Любопытное письмо из Лопуховки.
Сегодня узнал, что существует протокол лопуховского собрания. Второй экземпляр у Кадилина в орготделе.
Читал протокол. В целом все сходится с письмом. Прокатили лопуховцы Черномырдина, хотя и не ясно, за что. «Значит, можно готовить к печати?» — спрашиваю. Кадилин: «Будем уточнять. Сегодня должны другое доверенное лицо избрать. Володину заочно выдвинули, «лишь бы не я»… Поддержание в дорстрое пойдет. Дадите оттуда информацию — и хватит». — «Но ведь автор ответа ждет, нашей реакции»… — «А кто автор?» — «Да вот же, из протокола ясно…» Сошлись на том, что в среду у него будут Уточкин, Ревунков и Чилигин. Могу присутствовать.
Выясняли часа два.
Кадилин (Уточкину): Ты понимаешь, что ушами вы там прохлопали? Надо же, милый мой, владеть обстановкой.
Уточкин: Как еще владеть? Проголосовали не поддерживать, значит, не поддерживают…
Кадилин: Не поддерживаете, значит, свою кандидатуру предлагайте! Ты мог так сказать?
Уточкин: Не было таких указаний.
Кадилин: Как это не было? Вот еще новость! Ты что, закона о выборах не знаешь?
Уточкин: Вы моего шефа спрашивайте, он ясно сказал…
Кадилин: Ничего Быков не говорил! А это не протокол, это филькина грамота!
Я сказал, что предлагали Маечкина.
Кадилин (Уточкину): Было?
Уточкин: Ничего там не было. С мест кричали.
Кадилин: Так надо было заострить внимание — и все! А зачем после голосования людей дергали?
Уточкин: Никто их не дергал.
Кадилин: Как же не дергал, если даже по протоколу видно, что вытягивали вы объяснения. Вы с этими шутками кончайте! Подзалетишь с вами…
Чилигин все сокрушался, что не смог настоящую аудиторию сколотить из-за «этого сева». «Прошло бы на высшем уровне, Валентин Константинович! А так, конечно… Из пятой бригады только народ был, а эти — надстройка, пенсионеры, обиженные»… Ревунков сразу сказал, что в день собрания отсутствовал, о самом собрании ничего заранее не слышал… вернее, слышал, но передоверился Чилигину, как человеку вообще опытному в этих делах.
К концу разговора Уточкин никого и ничего не слушал. Кричал, что он один выборами занимается, тыщу страниц протоколов глупых прочитал, уши у него болят от телефона… В общем, сплошной стриптиз.
Снова спросил Кадилина: даем в газету? Скажем, под заголовком «Забуксовало собрание»… Нет! «С этой демократией пока одни только недоразумения»!
Щедрин: «Ибо у жизни, снабженной двойным дном, и литература не может быть иная, как тоже с двойным дном. Газеты, например, положительно могут измучить».
Сегодня написал информашку о том, что рабочие и итээровцы дорстроя поддержали кандидатуру Черномырдина в народные судьи. На собрании, одним словом, присутствовал товарищ Кадилин Валентин Константинович.

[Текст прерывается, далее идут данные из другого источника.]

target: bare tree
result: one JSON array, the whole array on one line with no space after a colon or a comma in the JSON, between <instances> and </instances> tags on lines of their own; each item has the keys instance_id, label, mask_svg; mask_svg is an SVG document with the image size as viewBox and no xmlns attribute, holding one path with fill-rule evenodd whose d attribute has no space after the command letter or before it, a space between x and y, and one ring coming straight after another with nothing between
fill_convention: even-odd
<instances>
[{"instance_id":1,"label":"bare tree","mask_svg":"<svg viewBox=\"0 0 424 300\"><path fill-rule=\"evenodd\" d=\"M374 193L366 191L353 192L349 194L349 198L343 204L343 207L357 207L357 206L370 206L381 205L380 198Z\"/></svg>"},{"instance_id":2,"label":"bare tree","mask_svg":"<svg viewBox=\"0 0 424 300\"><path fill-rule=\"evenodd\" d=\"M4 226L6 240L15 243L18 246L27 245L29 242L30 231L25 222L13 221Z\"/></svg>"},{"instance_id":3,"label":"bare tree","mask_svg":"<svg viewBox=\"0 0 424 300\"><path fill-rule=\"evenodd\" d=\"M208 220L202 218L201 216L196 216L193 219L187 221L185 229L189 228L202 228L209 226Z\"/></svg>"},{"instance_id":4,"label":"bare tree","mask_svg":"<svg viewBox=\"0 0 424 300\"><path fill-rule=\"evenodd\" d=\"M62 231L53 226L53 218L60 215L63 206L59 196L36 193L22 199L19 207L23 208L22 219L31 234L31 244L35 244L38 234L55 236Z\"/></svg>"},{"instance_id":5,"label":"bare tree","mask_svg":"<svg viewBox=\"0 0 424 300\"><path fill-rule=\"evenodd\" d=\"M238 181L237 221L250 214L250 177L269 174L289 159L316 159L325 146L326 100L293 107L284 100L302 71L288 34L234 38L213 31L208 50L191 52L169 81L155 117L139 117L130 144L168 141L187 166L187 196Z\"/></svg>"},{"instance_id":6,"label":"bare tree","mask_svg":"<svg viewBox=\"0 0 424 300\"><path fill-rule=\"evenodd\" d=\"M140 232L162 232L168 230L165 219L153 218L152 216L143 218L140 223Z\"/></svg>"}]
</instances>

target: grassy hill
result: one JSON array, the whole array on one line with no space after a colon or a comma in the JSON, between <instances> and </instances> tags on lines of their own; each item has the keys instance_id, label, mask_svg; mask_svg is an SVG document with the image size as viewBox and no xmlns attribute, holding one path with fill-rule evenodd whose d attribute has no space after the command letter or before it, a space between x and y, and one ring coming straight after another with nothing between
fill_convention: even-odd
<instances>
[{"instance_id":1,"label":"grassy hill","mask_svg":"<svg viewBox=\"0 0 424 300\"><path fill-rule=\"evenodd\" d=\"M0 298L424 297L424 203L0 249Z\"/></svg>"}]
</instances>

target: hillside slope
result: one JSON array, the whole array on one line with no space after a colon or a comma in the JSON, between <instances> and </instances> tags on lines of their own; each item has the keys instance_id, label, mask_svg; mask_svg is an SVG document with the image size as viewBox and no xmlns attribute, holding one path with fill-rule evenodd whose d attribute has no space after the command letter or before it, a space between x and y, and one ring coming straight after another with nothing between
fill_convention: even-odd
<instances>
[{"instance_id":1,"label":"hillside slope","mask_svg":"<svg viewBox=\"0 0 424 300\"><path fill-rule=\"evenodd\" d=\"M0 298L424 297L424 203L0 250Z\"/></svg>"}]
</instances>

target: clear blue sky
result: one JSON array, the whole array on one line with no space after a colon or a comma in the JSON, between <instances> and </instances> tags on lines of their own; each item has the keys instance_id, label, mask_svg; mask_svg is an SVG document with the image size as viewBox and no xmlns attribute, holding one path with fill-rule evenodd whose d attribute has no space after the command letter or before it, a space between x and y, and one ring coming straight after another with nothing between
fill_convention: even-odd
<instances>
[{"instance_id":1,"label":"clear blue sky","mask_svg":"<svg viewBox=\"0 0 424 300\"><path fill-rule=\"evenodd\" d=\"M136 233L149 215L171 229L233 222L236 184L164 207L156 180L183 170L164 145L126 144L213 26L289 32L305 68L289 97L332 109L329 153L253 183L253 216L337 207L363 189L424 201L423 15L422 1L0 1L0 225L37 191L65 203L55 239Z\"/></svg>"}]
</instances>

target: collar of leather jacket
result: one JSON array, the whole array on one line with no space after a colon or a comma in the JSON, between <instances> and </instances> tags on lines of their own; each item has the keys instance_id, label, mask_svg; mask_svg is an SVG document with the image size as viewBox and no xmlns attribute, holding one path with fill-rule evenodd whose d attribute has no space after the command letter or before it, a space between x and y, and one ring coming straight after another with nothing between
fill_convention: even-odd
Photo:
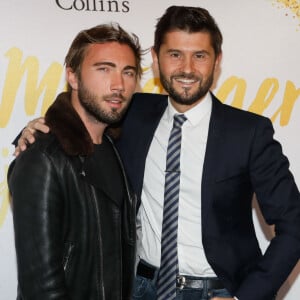
<instances>
[{"instance_id":1,"label":"collar of leather jacket","mask_svg":"<svg viewBox=\"0 0 300 300\"><path fill-rule=\"evenodd\" d=\"M68 155L91 155L93 141L71 104L71 94L59 94L45 115L46 124Z\"/></svg>"}]
</instances>

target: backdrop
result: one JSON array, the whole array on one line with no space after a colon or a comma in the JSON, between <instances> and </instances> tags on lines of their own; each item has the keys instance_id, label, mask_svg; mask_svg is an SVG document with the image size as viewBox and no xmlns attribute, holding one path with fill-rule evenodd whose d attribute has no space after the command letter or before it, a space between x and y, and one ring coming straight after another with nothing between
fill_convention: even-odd
<instances>
[{"instance_id":1,"label":"backdrop","mask_svg":"<svg viewBox=\"0 0 300 300\"><path fill-rule=\"evenodd\" d=\"M117 21L152 45L156 20L173 4L203 6L224 35L221 73L213 92L227 104L272 119L276 138L300 186L300 2L297 0L10 0L0 4L0 298L16 297L16 266L6 172L11 141L25 124L43 115L65 87L63 61L75 35ZM151 57L143 60L140 89L159 92ZM297 133L298 132L298 133ZM271 228L254 203L254 220L264 250ZM300 266L278 299L300 295Z\"/></svg>"}]
</instances>

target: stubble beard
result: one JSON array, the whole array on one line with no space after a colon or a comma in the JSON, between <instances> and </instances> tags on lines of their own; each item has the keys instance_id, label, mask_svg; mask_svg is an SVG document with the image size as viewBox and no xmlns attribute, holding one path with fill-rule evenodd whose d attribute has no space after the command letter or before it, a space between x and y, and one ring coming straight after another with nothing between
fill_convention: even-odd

На восьмом году своего хозяйничанья в Лопуховке Николай Степанович Гончарук понял, что не уважает начальство. Даже так вот: никогда не уважал. Откуда, с чего взбрело это в лысую его голову, определенно сказать трудно. Может быть, просто время такое настигло председателя: пятый десяток его к концу… Но, как бы там ни было, прежнюю свою клиентуру, старинных мордасовских собутыльников, а может быть, их-то и в первую очередь, видеть он не желает и уже редко когда улыбнется им, а то все ухмылка, усмешка — черт те что на лице у него ежится. Вдобавок томила председателя и старая неприязнь к подчиненным, к непосредственным даже исполнителям его воли в виде распоряжений, и с весны с самой желчь напитала Гончарука: ходил он весь желтый, страшный, почти зеленый.
«Как мне все это остоелозило», — невоздержанно говорили воспаленные, провалившиеся глаза председателя.
Доверять теперь Гончаруку многим казалось делом опасным, непредсказуемым, а сам он, наоборот, беспомощным, потому что какую же силу слова и мудрость поступка ждать от уморившегося, а отчасти и в натуре больного человека?
Напрямую с Гончаруком теперь говорил разве что один Филипп Филиппович, лопуховский премудрый Фе-Фе.
«Упускаешь, Степанович, вожжи», — сигнализировал экономист.
«Даже? — ехидно переспрашивал Гончарук. — Ну, тогда подбирай ты их, деловой…»
Перетыкнувшись, старые приятели начинали разговаривать несколько по-человечески.